WireGuardは以前、UEK R6U1でテクノロジ・プレビュー機能として有効になっており、UEK R6U3でフル・サポートが導入されました。
WireGuardは識別と暗号化に公開鍵暗号化を使用し、OpenVPNはこれらのタスクに証明書を使用します。WireGuardでは、安全なキー生成と管理がバックグラウンドで処理されます。IPsecは依然としてセキュアなネットワーク通信の標準ですが、WireGuardはより簡単に構成および配備できるため人気が高まっています。
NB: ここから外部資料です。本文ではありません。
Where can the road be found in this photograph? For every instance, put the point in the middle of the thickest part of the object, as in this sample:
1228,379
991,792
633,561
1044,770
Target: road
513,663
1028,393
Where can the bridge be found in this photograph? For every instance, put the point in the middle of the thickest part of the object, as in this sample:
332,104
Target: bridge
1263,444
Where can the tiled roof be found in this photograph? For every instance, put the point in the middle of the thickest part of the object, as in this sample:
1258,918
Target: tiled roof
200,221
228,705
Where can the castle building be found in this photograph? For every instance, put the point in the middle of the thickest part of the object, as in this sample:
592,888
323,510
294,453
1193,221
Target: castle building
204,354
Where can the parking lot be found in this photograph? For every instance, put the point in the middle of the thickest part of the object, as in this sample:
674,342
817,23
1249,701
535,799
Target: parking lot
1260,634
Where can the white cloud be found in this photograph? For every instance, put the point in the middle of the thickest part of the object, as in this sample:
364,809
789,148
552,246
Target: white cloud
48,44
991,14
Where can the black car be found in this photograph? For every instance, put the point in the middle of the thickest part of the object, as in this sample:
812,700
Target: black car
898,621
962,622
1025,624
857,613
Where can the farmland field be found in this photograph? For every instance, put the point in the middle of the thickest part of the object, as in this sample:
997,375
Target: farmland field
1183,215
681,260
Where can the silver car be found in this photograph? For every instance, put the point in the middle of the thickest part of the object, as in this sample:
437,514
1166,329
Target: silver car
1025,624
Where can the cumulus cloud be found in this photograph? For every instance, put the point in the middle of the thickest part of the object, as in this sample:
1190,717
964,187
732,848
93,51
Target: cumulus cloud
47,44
詳細およびステップバイステップの手順については、Oracle Linux: 仮想プライベート・ネットワークの構成を参照してください。
RDMA
UEK R7には、アップストリーム・カーネルで提供されるRemote Direct Memory Access (RDMA)機能と、KspliceおよびDTrace機能が追加されています。RDMAは、ネットワークで接続された2つのシステム間の直接メモリー・アクセスを可能にします。RDMAにより、クラスタ内の高スループットおよび低レイテンシ・ネットワーキングが容易になります。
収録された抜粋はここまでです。